Answer
The following is the structure or name for each compound:
Work Step by Step
Question a:
Step 1: main prefix is ‘oct’. So, the no. of C in straight chain is 8. Draw 8 C in straight chain and join them with single bond and numbering 1 to 8 from right to left.
Step 2: ending name is ‘anoic acid’. So, Carboxylic acid group present here and it is present at no. 1 Carbon. Add the functional group at right end side
Step 3: The remaining valency is filled with H.
Question b:
Step 1: See the structure and identify the functional group. Ester group is present here. So, first we have to see what alkyl group is join with the O atom of the functional group at right side. Here, it is ‘methyl’ group that join with the O atom of the ester group. So, the 1st prefix name is ‘methyl’.
Step 2: Now see the remaining portion of the compound and count the total no. of C in remaining part. Here, the total no. of C is 2 in the remaining part. So, ‘eth’ is added as second prefix and a space is given between first prefix and second prefix.
Step 3: Now, for ester group the ending name is ‘anoate’. There should be no gap present between second prefix and ending name while naming ester.
So, the complete name is : methyl ethanoate
Question c:
Step 1: look at the ending name. It is ‘anoate’. That means this is ‘ester’. Draw the ester functional group.
Step 2: The first name is ‘ethyl’. So, add ethyl group on the right side of the functional group and the second prefix name is ‘but’. That means the total no. of C (excluding ethyl group on the right side of the functional group) is 4. One C is already present in the functional group.

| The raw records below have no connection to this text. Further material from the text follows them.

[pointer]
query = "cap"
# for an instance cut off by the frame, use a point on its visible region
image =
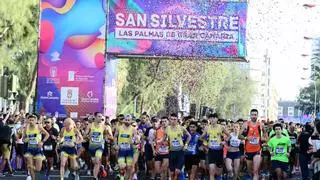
(128, 117)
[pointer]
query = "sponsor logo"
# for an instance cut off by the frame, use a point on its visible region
(90, 98)
(69, 96)
(74, 115)
(50, 96)
(71, 75)
(53, 71)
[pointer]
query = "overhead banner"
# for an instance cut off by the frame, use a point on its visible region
(177, 28)
(110, 89)
(71, 57)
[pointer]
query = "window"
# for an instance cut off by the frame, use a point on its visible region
(280, 111)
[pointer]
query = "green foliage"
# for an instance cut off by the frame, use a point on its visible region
(306, 97)
(215, 84)
(18, 39)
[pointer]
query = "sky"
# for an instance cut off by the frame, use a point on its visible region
(278, 27)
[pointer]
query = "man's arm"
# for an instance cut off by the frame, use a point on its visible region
(224, 130)
(187, 134)
(43, 131)
(204, 133)
(108, 133)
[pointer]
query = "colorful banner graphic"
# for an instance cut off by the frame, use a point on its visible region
(177, 28)
(110, 89)
(71, 57)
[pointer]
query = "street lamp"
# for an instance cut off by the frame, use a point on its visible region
(309, 5)
(315, 86)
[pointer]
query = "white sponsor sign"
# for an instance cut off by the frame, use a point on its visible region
(50, 96)
(177, 35)
(90, 98)
(69, 96)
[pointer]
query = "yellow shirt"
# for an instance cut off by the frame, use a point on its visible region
(215, 137)
(175, 138)
(96, 135)
(34, 137)
(69, 138)
(125, 138)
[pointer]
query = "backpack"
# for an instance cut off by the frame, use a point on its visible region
(5, 135)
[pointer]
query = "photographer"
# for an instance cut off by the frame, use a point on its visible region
(314, 140)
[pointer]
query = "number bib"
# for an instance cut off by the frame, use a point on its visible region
(48, 147)
(293, 141)
(214, 144)
(316, 167)
(163, 149)
(95, 137)
(176, 143)
(279, 150)
(125, 146)
(254, 141)
(192, 148)
(235, 142)
(68, 141)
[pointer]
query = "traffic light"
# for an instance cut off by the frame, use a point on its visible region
(4, 86)
(13, 83)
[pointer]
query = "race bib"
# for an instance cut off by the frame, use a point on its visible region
(176, 143)
(254, 141)
(293, 141)
(163, 149)
(95, 137)
(68, 141)
(192, 148)
(279, 150)
(235, 142)
(316, 167)
(48, 147)
(33, 139)
(125, 146)
(214, 144)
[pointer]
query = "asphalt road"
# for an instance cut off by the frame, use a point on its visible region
(55, 176)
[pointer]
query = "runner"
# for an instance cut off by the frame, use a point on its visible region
(233, 155)
(136, 149)
(266, 157)
(314, 140)
(215, 155)
(69, 138)
(97, 133)
(175, 133)
(124, 135)
(304, 151)
(50, 145)
(149, 138)
(280, 147)
(34, 154)
(252, 130)
(161, 150)
(191, 154)
(203, 150)
(293, 154)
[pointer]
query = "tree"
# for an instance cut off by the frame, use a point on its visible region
(306, 97)
(18, 45)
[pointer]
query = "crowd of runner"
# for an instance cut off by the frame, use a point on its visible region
(161, 148)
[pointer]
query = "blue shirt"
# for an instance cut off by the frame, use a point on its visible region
(193, 144)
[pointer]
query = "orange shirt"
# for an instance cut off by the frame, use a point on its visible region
(162, 147)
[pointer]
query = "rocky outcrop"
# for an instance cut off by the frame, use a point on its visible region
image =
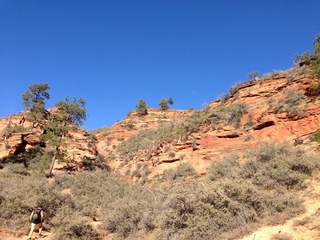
(263, 122)
(18, 137)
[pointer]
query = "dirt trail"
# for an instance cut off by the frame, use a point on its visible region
(5, 236)
(303, 227)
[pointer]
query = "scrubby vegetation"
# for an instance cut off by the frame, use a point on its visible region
(239, 191)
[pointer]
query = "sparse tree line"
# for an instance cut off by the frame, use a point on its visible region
(56, 125)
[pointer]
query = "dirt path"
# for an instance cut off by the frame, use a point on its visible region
(5, 236)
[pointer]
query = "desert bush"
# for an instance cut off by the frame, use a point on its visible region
(228, 167)
(281, 236)
(183, 170)
(20, 194)
(69, 224)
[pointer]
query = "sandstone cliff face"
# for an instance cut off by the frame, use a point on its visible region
(263, 122)
(278, 110)
(18, 137)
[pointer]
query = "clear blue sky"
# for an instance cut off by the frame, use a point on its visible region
(114, 52)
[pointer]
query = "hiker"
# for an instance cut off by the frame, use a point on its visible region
(36, 219)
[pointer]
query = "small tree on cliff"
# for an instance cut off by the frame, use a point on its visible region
(57, 125)
(164, 103)
(141, 108)
(70, 113)
(34, 102)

So, we have to add three C on the left side and the remaining valency of each C is then filled with H.
Question d:
Step 1: See the structure and count the no. of C in straight chain. Here, it is 7. So, the main prefix of the name is ‘hept’.
Step 2: Identify the functional group. Here, it is Carboxylic Acid. So, the ending name will be ‘anoic acid’.
So, the complete name is ‘heptanoic acid’.